Pada tahun 1705, Pejabat penghubung Belanda untuk wilayah kesultanan Cirebon resmi berkantor di Cirebon, guna menyeleseikan masalah dengan Mataram yang masih merasa bahwa kesultanan Cirebon adalah wilayah bawahannya maka diadakanlah perjanjian pada tanggal 5 Oktober 1705 antara Mataram pada masa pemerintahan Pakubuwono I dengan Belanda, perjanjian tersebut menyebutkan bahwa batas wilayah kesultanan Cirebon sebagai bagian dari wilayah protektorat Belanda adalah sungai Losari di sebelah utara (sekarang batas antara provinsi Jawa Barat dengan provinsi Jawa Tengah) dan sungai Donan di sebelah selatan (sekarang batas antara kecamatan Cilacap Selatan dan Cilacap Tengah dengan kecamatan Kawunganten di kabupaten Cilacap).
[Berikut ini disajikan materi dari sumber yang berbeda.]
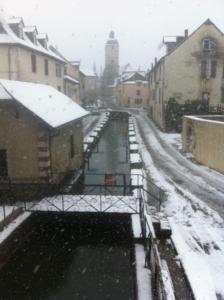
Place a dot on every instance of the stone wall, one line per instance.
(205, 140)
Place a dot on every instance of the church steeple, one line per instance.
(112, 35)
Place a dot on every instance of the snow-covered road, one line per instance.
(182, 173)
(194, 205)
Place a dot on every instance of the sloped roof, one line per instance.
(69, 78)
(133, 76)
(88, 73)
(44, 101)
(9, 37)
(163, 53)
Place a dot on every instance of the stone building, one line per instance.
(203, 136)
(26, 55)
(132, 90)
(90, 85)
(41, 133)
(192, 69)
(111, 70)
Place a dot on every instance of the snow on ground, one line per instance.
(12, 226)
(197, 230)
(5, 211)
Pada tahun 1706, klaim kesultanan-kesultanan Cirebon atas wilayah-wilayah di selatan dikabulkan oleh Belanda, Belanda kemudian mengangkat Pangeran Arya Cirebon (putra kedua sultan Sepuh Syamsuddin) sebagai overseer (pengawas) untuk wilayah-wilayah tersebut  Jabatan Overseer hanya diberikan Belanda kepada para penguasa Cirebon, seperti sultan Kasepuhan yang menjadi overseer untuk wilayah Kuningan dan Cirebon, serta sultan Kanoman yang menjadi Overseer untuk wilayah Majalengka. Wilayah-wilayah di selatan tersebut kemudian dikenal dengan nama wilayah Cirebon-Priyangan (wilayah Priyangan yang berada dibawah pengaruh kesultanan Cirebon), sebagai tindak lanjut dari dikabulkannya klaim kesultanan-kesultanan Cirebon pada wilayah Cirebon-Priyangan maka para penguasa daerah di wilayah Cirebon-Priyangan termasuk Pangeran Tanumaja (anak Pangeran Panembahan, penguasa Sumedang) pada saat akan menggantikan ayahnya sebagai penguasa Sumedang secara resmi, beliau harus melewati uji kesetiaan terlebih dahulu kepada Belanda dan overseer wilayah Cirebon-Priyangan yaitu Pangeran Arya Cirebon.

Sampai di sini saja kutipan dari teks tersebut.